Il était… “Thriller”

Après les succès de Billie Jean et de Beat It, les ventes de l’album Thriller déclinent au milieu de l’année 1983.

Michael Jackson, obsédé par ses chiffres de vente, va, sous les conseils de son manager Frank DiLeo, opter pour un troisième vidéoclip.

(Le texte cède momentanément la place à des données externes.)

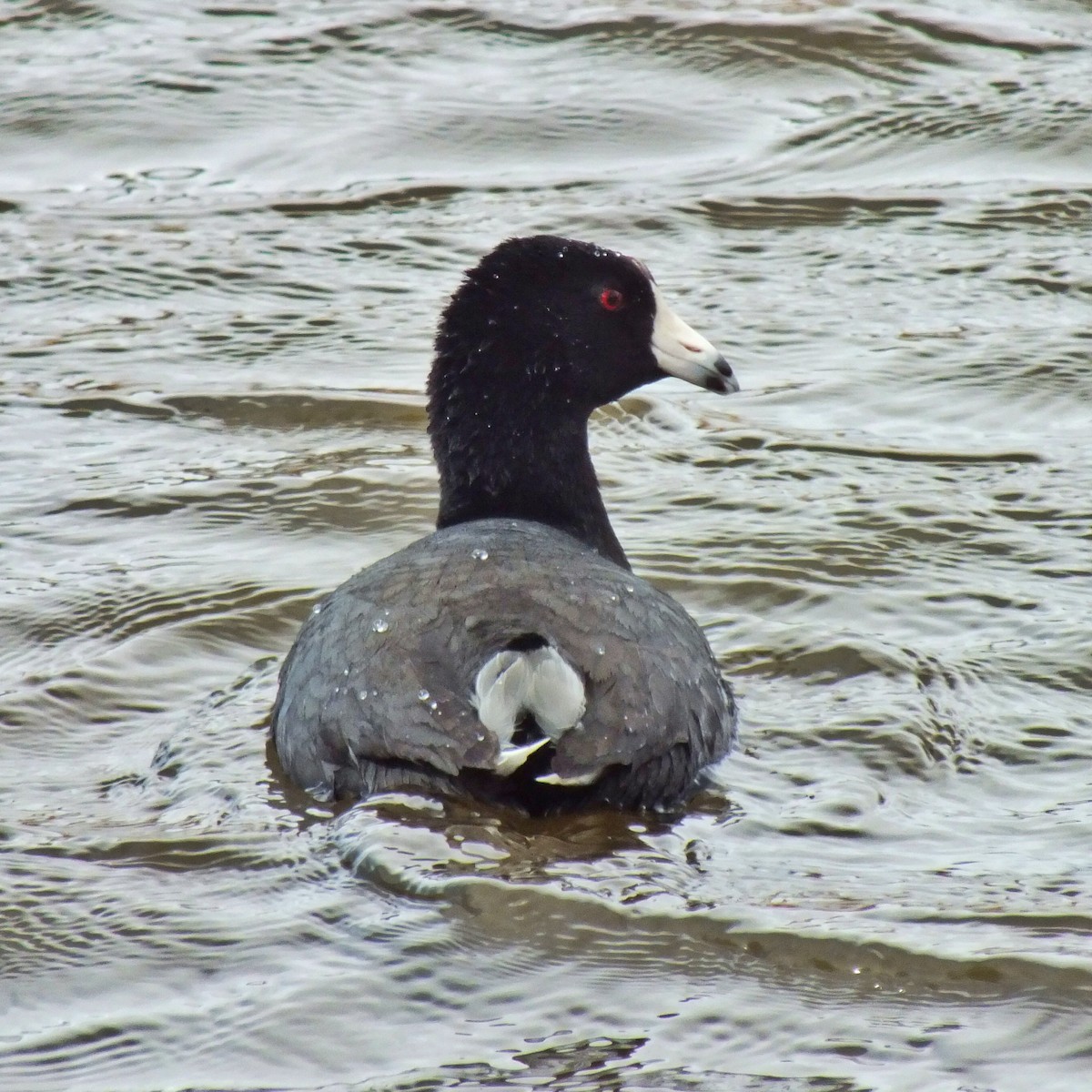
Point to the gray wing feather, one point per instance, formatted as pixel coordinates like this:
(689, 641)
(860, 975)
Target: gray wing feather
(383, 671)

Un clip qui sera à la (dé)mesure de ses ambitions…

 

Il était une chanson… (2/2)

Thriller – Michael Jackson

 

thriller

 

Pour se faire, Michael va se tourner vers une composition qui n’est pas de lui mais de Rod Temperton avec qui il a déjà travaillé sur Off The Wall. Ce dernier voulait écrire quelque chose de théâtral pour convenir à Jackson tout en rendant hommage à son amour pour le cinéma. Cette chanson, idoine, a d’abord été enregistrée sous le titre Starlight qui était son refrain :

“Give me some Starlight / Starlight sun”

Quincy Jones estimait que le titre de l’album devait coller à cette chanson en particulier mais que “Starlight” ne sonnait pas assez fort, ni mystérieux. Temperton fit d’autres propositions dont “Midnight Man” mais aucune ne convenait au producteur. Dans une dernière tentative, il lance à la petite assemblée : “Sinon, il y a “Thriller” mais c’est un mot de merde à chanter…”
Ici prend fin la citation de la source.